The Bar Council, which represents 14,000 barristers, said juries were not to blame for the length and cost of complex fraud trials. The chairman of the Bar, Guy Mansfield QC, dismissed the judge-only plans as "justice lite". He said: "Public confidence in juries is consistently high. People trust juries. The same cannot be said for many other parts of the justice system. To abolish juries is therefore a retrograde step. Juries are able to understand the issues in serious fraud, which boil down to a question of dishonesty. Many other types of serious criminal trial deal with complex and technical evidence, for example ballistics, DNA or other forensic evidence."

Roger Smith, the director of Justice, the civil rights group, called on Lord Goldsmith to rethink his reform and "concentrate on improving prosecutions, wait to see how improvements in judicial case management, only introduced in March, actually work, and stop blaming the referee for embarrassing court defeats".

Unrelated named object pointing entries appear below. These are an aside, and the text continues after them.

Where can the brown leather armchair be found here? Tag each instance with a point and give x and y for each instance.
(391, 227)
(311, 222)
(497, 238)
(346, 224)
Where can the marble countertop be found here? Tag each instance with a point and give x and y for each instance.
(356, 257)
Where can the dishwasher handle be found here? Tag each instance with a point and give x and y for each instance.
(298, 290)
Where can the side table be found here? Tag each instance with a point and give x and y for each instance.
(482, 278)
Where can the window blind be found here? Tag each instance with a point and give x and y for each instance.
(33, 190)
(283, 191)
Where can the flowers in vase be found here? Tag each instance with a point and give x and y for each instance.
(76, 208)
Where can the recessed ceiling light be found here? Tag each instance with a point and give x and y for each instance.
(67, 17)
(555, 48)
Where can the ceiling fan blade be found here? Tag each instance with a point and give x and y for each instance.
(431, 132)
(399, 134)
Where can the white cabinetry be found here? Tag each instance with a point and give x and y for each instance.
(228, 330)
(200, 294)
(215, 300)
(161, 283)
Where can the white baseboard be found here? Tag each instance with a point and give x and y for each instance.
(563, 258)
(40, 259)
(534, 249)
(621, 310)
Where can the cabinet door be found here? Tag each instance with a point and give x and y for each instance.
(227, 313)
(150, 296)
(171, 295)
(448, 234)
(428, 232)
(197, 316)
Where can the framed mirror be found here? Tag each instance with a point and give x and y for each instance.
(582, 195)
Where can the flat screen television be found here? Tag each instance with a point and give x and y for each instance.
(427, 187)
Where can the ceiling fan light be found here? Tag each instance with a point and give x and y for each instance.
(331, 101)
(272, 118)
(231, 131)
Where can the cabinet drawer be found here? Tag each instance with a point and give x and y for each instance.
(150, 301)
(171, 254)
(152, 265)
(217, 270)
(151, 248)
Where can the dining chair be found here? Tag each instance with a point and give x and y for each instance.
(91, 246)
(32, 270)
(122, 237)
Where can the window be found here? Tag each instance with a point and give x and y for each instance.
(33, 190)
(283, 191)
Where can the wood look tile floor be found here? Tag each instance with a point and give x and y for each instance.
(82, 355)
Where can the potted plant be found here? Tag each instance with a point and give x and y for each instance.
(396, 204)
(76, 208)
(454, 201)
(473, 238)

Lord Kingsland, the shadow Lord Chancellor, said this was "just another example" of the Government's "dilution" of the rights of the defendant. It was a "politically irresponsible proposal" he said.

In the past six years, Labour has brought in or proposed several measures aimed at curbing the right to be tried by a panel of a defendant's peers. In 1999 the former home secretary Jack Straw set out plans for removing juries for 18,000 middle-ranking offences each year. In 2003 his successor, David Blunkett, unveiled proposals for judge-only trials in allegations of jury tampering, when the defendant elected to be tried without a jury and in serious fraud cases. There are alsomoves to introduce such trials in terrorism cases. Lord Goldsmith said yesterday that the Government had dropped proposals that would allow a defendant to opt for judge-only trial. The two remaining reforms, jury-tampering and serious fraud, would be introduced in the autumn, he said. Some say this is intended to meet a 2001 manifesto pledge to convict 1.25 million criminals by 2007-08.